Наступило неловкое молчание. Я перестал смотреть в зеркало, чтобы не видеть глаз моей хозяйки, а вместо этого сосредоточился на перчатках — надел их на руки одну за другой. Они сидели, как влитые, плотно облегая мои короткие пальцы.
— Должно быть, ваш отец был добрый человек, — тихо сказала наконец Джулия Фарнезе.
— Почему вы так думаете, мадонна?
— Потому что в вас, Леонелло, слишком много доброты, чтобы вы были воспитаны человеком злым.
Я лающе рассмеялся, сгибая и разгибая пальцы в новых перчатках. Такая мягкая кожа; они мне не помешают, когда я буду сжимать рукоятку ножа.
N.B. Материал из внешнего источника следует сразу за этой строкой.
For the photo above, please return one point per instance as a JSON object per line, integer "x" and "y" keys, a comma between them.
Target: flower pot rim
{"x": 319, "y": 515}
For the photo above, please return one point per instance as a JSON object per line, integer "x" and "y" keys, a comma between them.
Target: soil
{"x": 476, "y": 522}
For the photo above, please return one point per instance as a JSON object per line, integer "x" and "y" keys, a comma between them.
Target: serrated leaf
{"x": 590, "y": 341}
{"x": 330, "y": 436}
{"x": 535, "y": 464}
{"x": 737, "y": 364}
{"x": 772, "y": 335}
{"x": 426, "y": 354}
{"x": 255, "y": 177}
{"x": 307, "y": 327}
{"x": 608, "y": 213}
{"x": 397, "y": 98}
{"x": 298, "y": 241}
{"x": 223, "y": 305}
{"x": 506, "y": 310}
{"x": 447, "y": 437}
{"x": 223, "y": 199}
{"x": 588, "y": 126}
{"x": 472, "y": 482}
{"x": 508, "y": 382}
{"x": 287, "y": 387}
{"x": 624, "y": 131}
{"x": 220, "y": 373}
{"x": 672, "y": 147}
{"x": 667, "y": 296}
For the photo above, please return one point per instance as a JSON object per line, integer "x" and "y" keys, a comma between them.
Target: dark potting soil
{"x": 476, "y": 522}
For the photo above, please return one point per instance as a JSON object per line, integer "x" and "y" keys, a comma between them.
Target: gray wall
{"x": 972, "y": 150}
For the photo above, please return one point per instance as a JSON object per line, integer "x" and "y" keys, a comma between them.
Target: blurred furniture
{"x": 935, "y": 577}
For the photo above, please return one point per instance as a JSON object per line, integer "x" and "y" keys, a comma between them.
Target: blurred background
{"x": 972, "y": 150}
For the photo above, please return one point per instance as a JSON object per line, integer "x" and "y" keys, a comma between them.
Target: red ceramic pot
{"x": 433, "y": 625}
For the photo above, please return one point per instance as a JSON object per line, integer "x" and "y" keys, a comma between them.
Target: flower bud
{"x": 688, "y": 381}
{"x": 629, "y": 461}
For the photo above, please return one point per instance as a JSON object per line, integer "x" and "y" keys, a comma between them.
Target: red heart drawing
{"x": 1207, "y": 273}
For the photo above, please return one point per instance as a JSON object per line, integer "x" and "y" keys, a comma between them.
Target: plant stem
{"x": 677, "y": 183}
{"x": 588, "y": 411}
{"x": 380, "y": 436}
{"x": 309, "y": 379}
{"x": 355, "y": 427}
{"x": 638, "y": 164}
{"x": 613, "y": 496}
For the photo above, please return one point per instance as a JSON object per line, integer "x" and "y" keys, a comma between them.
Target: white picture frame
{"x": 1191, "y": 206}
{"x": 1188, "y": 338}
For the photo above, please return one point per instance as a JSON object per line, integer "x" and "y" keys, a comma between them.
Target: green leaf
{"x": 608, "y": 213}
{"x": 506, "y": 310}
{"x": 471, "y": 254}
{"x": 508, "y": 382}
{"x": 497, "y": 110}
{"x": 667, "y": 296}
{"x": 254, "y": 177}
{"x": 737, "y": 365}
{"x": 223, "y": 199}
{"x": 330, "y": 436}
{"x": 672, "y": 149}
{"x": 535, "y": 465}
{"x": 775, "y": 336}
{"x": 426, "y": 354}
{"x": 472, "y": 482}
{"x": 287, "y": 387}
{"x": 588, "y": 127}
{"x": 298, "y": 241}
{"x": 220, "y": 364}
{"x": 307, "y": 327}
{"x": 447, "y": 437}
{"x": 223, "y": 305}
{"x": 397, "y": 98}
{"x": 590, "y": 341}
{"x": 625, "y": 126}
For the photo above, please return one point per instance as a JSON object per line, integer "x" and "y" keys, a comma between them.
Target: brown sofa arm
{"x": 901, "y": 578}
— Никто и никогда ещё не называл меня добрым, мадонна Джулия, но всё равно, спасибо. И отвечу вам, что да, мой отец был добрый человек.
Слишком добрый для этого мира. Я помнил его таза, выцветшие голубые, не похожие на мои, печальные и тревожные под колпаком с нашитыми на нём колокольчиками, который он надевал во время представлений. Думаю, он слишком много пил, от этого то и дело ронял шарики и грецкие орехи, которыми жонглировал, но это было не страшно, зрители просто смеялись ещё громче и веселее. И он ни разу не поднял на меня руку, даже когда был пьян. Это он настоял, чтобы я пошёл в школу, хотя он едва мог наскрести для этого денег, а я был неблагодарным маленьким ублюдком, который вначале не хотел идти учиться.
— Они будут надо мной издеваться, — возражал я. — Другие мальчишки!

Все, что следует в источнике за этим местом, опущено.